1. God needed another angel. Really? Do you truly believe that a) God needs anything, and b) that even if God did need anything, God's need could somehow be greater than OUR need? Are you honestly going to tell grieving parents that God needed that child more than her parents and community did? Your god is that needy, that greedy? Seriously? Bullshit.

I get that when we have people we love who are grieving, we want to help. We want to take away that suffering, or at least imbue it with some sort of meaning that will help the grievers get out of bed in the morning.

We also have this thing in our culture where we are stuck in a third-grade notion of God being omnipotent and able to do anything. That's where a lot of this bad theology comes from; we believe that if something happens, it's because it's somehow God's will. But the hard reality is that God is not all-powerful. At least, not here on earth. If God were all-powerful, we'd be getting ready to celebrate SM's birth. There would be no genocide, no poverty, no rape, no hunger, no addiction, no murder, no oppression of any sort. The question of why God permits suffering is intimately tied to things like free will and random chance, and any real answer would be far too long for a blog post. Permit me to say, however, that even when God wants to prevent suffering, God is not always able to do so.

This is not to say that God cannot draw good out of suffering. This is where God is most powerful, I believe - in helping us draw good out of terrible situations. It's not easy, and it's not always possible. It certainly seldom happens in the way we think it will. Even if lives are transformed and realities changed for the better as a direct result of a child's death, it still doesn't make the death "worth it." There will always be a hole where that child should be. And in the end, only the parents parents have the right to say, somewhere down the line, "We miss her, we'd rather have her here, but there are some good things that happened after this horrible death that might not have otherwise happened." We don't have the right to say that for anyone else. Ever.

When a child dies, it is utterly incomprehensible. It tears at the order and fabric of the universe in particularly devastating ways. And yet, it is totally human of us to try to make sense of utter nonsense. I get that. I desperately want to take away some of the grief my friends are feeling right now, and the normal way we think that happens is through an explanation. (What makes this situation even more heart-wrenching is that the doctors don't know why SM died. But I don't suppose that would matter very much anyway; it just maybe gives a focus for the grief.) But let's be honest: if it were you, would any of this stuff make you feel better?

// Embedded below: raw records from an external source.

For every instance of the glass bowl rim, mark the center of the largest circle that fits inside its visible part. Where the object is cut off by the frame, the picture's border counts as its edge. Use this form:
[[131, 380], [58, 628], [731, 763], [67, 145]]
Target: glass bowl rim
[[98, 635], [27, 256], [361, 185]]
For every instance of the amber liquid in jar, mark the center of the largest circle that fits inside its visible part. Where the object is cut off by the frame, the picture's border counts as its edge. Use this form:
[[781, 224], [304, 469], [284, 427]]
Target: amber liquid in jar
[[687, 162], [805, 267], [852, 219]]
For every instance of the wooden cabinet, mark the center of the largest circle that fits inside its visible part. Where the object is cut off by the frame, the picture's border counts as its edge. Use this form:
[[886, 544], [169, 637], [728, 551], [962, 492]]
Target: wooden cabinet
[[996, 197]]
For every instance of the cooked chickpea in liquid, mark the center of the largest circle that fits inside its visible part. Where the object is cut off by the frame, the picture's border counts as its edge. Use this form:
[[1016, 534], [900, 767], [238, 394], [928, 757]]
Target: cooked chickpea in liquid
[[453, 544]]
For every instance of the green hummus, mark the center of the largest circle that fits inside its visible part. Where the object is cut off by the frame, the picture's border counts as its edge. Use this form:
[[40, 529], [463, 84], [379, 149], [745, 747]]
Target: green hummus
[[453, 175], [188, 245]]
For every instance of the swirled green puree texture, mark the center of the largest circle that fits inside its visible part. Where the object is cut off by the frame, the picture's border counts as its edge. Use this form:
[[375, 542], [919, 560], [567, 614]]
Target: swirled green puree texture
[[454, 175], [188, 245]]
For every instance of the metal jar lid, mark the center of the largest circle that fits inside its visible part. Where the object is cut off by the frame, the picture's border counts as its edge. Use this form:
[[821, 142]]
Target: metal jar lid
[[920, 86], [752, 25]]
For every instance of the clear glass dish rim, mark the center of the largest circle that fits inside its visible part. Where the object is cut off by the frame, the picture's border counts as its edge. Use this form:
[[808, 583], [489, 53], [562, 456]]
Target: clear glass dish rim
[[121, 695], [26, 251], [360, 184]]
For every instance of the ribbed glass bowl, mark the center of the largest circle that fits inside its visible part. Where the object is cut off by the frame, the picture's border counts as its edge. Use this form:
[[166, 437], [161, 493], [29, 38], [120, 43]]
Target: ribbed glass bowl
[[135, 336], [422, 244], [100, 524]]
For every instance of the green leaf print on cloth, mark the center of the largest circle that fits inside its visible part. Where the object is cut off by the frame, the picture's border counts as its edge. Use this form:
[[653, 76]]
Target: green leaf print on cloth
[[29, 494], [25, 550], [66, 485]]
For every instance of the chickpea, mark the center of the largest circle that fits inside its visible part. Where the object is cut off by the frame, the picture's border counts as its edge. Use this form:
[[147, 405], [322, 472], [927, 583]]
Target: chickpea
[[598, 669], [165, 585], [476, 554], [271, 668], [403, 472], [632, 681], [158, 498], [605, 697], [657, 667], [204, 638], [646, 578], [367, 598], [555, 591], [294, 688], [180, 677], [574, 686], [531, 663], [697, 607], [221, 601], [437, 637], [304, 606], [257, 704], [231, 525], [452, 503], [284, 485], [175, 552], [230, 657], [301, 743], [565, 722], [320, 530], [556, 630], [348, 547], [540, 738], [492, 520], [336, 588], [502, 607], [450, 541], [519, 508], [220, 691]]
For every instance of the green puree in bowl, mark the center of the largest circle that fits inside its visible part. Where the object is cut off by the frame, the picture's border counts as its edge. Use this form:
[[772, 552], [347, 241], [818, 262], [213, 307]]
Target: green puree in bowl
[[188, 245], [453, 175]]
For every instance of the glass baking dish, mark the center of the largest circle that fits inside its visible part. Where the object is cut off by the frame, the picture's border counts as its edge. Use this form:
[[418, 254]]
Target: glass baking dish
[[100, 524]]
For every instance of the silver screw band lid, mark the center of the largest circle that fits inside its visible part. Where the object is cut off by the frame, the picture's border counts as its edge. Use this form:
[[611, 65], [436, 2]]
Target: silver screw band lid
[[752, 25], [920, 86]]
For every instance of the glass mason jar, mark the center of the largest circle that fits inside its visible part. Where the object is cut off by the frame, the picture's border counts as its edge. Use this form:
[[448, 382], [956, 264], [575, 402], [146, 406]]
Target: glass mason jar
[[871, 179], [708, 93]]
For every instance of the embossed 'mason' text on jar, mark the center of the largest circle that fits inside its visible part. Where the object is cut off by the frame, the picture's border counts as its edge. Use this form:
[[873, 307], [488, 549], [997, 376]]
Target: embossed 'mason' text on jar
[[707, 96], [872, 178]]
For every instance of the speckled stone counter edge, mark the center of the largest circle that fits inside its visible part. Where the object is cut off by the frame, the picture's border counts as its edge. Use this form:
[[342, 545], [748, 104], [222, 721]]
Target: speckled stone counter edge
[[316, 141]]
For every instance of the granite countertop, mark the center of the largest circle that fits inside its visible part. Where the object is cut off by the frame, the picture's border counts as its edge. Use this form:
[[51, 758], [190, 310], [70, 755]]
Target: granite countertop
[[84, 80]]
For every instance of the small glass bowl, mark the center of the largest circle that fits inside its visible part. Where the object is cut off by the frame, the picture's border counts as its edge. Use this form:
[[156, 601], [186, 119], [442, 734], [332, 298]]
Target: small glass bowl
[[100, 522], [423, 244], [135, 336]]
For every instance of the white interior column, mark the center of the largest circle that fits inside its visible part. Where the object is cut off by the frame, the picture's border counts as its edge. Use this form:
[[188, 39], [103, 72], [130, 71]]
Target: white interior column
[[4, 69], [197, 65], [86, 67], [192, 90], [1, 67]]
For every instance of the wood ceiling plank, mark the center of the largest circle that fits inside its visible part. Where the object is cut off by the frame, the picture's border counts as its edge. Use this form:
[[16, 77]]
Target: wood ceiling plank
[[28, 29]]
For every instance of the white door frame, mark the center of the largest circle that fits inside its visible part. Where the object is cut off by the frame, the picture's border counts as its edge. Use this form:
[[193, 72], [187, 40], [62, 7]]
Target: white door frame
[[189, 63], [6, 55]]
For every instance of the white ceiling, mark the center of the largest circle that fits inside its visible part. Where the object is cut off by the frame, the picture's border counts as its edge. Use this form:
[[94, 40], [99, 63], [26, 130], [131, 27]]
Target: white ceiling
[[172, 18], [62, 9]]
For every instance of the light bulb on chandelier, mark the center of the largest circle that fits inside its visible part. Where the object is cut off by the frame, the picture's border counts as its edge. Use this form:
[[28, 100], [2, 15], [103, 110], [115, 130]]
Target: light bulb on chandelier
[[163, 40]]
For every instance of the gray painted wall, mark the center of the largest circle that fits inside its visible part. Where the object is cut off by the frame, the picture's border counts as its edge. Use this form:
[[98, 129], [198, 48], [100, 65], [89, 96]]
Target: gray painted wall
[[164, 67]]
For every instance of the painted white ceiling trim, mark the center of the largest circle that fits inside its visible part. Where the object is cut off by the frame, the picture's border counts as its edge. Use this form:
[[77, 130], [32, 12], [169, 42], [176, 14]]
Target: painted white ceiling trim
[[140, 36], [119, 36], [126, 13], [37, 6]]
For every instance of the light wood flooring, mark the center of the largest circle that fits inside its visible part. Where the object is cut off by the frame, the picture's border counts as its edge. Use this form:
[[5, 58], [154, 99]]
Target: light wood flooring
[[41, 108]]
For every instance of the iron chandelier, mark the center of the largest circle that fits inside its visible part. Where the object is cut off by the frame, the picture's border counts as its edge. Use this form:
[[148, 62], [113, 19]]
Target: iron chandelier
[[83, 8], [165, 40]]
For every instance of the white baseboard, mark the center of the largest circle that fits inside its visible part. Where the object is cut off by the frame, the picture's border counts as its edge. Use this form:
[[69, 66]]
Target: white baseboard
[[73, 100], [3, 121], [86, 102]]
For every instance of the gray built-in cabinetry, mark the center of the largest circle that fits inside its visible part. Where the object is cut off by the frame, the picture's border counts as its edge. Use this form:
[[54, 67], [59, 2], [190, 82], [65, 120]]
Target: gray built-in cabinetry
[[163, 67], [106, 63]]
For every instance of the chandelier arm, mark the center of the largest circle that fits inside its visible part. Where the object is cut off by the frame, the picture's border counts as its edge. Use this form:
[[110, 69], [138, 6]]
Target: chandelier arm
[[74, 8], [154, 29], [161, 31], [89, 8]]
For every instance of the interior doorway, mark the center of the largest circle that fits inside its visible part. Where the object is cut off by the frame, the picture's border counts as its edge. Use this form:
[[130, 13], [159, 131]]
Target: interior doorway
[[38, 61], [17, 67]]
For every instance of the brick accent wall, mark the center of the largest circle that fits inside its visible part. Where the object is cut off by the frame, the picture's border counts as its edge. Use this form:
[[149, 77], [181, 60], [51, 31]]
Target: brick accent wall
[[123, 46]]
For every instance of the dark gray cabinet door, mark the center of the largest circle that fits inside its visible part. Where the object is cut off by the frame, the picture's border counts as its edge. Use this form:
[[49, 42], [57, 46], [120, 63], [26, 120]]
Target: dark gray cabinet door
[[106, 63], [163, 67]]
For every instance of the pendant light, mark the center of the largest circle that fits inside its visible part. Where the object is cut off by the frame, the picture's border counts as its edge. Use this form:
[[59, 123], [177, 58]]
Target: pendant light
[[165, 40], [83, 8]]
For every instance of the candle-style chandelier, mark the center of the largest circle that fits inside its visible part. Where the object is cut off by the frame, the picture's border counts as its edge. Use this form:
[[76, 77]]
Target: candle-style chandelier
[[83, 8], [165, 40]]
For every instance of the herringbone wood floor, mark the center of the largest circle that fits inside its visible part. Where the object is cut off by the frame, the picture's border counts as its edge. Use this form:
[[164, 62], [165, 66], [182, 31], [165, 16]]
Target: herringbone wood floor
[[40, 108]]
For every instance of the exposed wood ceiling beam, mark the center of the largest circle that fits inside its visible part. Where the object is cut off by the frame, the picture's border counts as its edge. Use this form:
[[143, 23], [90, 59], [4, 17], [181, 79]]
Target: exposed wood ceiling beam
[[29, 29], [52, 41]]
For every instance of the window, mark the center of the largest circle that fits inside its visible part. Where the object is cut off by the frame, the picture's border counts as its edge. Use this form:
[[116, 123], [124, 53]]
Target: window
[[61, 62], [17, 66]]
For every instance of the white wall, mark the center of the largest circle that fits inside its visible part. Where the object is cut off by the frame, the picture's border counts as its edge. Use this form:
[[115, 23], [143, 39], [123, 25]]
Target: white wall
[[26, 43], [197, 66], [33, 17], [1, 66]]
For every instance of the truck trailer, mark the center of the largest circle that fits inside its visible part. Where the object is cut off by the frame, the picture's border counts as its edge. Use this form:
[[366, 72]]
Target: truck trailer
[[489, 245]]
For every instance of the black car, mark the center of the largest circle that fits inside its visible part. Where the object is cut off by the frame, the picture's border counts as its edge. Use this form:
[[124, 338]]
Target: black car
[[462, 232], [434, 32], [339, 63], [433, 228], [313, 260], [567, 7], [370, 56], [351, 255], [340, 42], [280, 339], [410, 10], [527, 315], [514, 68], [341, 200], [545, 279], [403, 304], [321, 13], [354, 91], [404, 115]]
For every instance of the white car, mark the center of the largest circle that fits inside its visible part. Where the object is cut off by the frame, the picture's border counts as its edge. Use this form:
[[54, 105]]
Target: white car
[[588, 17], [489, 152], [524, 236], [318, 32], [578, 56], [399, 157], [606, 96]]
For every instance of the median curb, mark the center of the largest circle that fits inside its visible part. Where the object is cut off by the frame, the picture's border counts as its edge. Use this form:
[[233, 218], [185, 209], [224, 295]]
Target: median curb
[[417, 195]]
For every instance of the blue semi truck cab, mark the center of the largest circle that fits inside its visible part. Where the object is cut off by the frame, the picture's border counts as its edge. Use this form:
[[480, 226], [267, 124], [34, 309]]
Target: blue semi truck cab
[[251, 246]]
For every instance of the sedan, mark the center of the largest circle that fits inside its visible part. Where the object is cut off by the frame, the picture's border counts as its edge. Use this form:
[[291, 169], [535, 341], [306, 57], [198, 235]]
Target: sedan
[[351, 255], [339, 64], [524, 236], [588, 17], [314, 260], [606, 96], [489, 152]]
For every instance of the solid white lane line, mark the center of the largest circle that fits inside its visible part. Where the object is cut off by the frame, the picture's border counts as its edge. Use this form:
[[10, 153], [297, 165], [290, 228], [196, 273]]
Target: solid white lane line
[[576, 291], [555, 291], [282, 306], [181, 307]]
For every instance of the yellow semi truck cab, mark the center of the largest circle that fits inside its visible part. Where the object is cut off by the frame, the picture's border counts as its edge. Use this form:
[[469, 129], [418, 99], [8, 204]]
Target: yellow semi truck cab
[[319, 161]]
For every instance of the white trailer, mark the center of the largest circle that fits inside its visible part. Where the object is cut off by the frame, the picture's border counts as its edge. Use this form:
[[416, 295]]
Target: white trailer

When a kid dies, do your friends and family the courtesy of not making up bullshit reasons for why this happened, especially not bullshit reasons that put God at the center of what happened. Stick with the psalms of lamentation that rail against God if you must. But better yet: just show up. Bring them food. Hug them. Cry with them. And keep your mouth shut.

This, by the way, is how you bring God into the center of such a tragedy.

3 comments:

Pastor Joelle said...

I had people who would solemnly tell me that my husband's death was NOT God's will and you know that pissed me off just as much as telling me it was. You don't know God's will so shut up about it. Just don't talk about God's will. Like you say, just say you are sorry.

LiturgyGeek said...

Thank you for the reminder to not go so far to the other extreme, Joelle. You are, as always, wise and sensitive.

Seattle Mama said...

Some friends of our lost their beloved daughter the night before her due date a few years ago. The night before. It's hard to see God in that. You are right that some good did come out of it; when they were ready to have another child her doctors knew how to prevent the thing that killed their daughter and they welcomed a sweet, beautiful boy last year.

My prayers are with your friends. As a mother, my heart goes out to them.